HARARE, Zimbabwe - Mainstream Anglican Christians in Zimbabwe took back their cathedral on Sunday after a lockout of more than five years staged by an excommunicated, breakaway bishop who claimed loyalty to the president's party and used loyalist police to keep people out.
Worshipers from across the country and regional church leaders thronged the central Harare square for a service to "cleanse and re-dedicate" the historic colonial-era cathedral towering over the square.
Bishop Chad Gandiya struck the main doors three times with a pastoral staff to have them opened. He blessed what he called the "defiled" interior with signs of the cross ahead of the first Eucharist service by mainstream Anglicans since they were often violently banished from churches and missions seized nationwide.
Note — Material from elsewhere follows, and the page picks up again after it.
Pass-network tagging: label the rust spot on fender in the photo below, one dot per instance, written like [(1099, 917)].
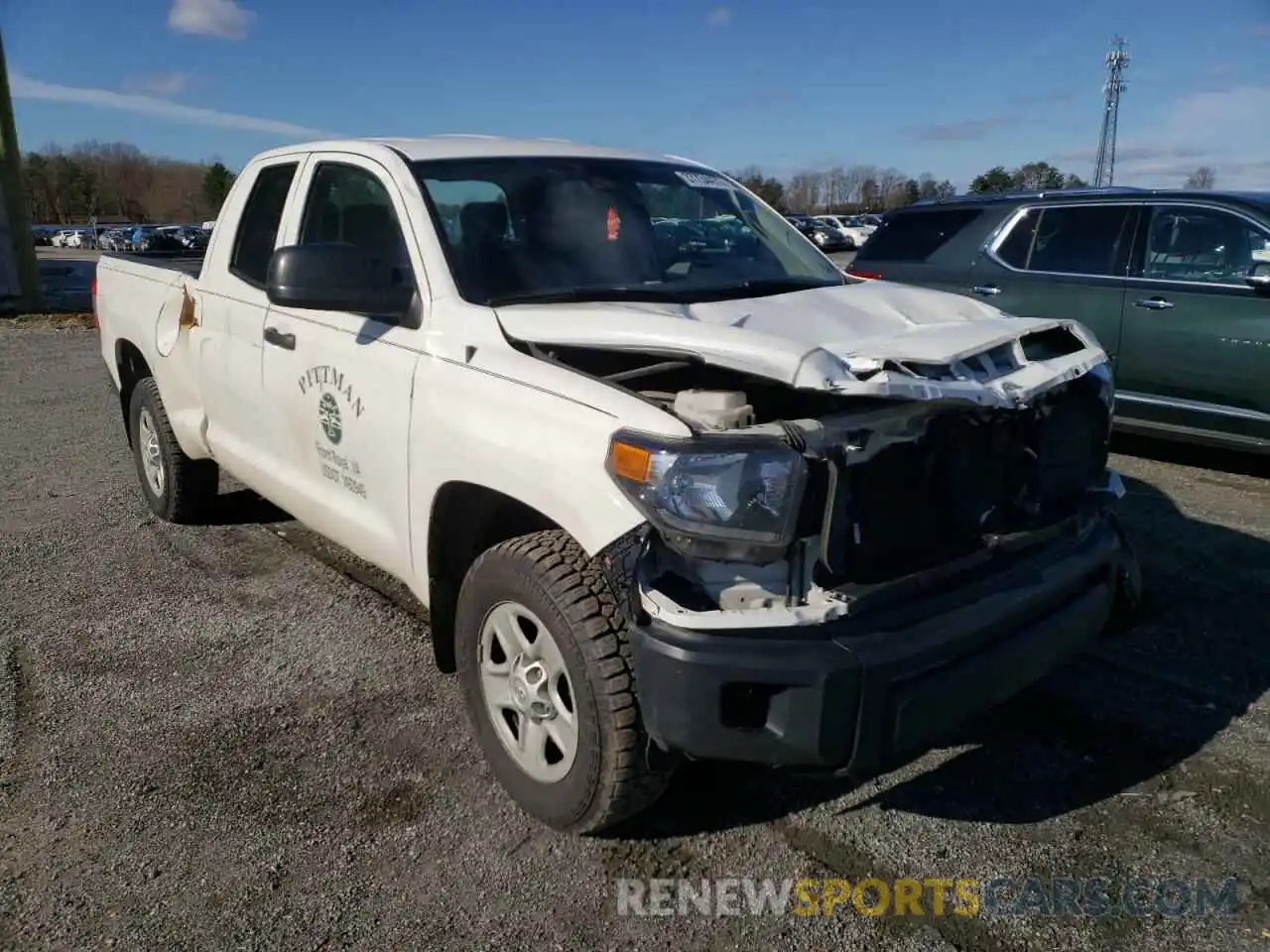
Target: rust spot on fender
[(189, 318)]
The nation's highest court has declared the seizures illegal.
Breakaway Bishop Nolbert Kunonga launched a campaign a decade ago against the regional Anglican Church of the Province of Central Africa to which Zimbabwe belongs, claiming it supported gay rights. In sermons, he backed militants of President Robert Mugabe's ZANU-PF party in violent elections and repeated much of Mugabe's criticism of his political opponents and the United States and Britain, the colonial power before independence in 1980.
Kunonga seized church bank accounts and cars as his followers occupied church schools, orphanages, and other properties.
Gandiya's diocese officials said many of those facilities fell into disrepair as and ousted worshippers held their services in Roman Catholic church halls, public areas, and homes.
Some church buildings were turned into dormitories and food kitchens for Kunonga's supporters. Others became flea markets and drinking halls that attracted prostitutes, officials said. Garbage and rat feces littered some of the newly entered churches.
Last month's ruling of the Supreme Court ordered Kunonga to hand back all church assets.
"We must all ensure this never happens again," Gadiya told cheering and ululating congregants Sunday. "Let us be ready for the journey from the past to the future. Let's press on to rebuild our church."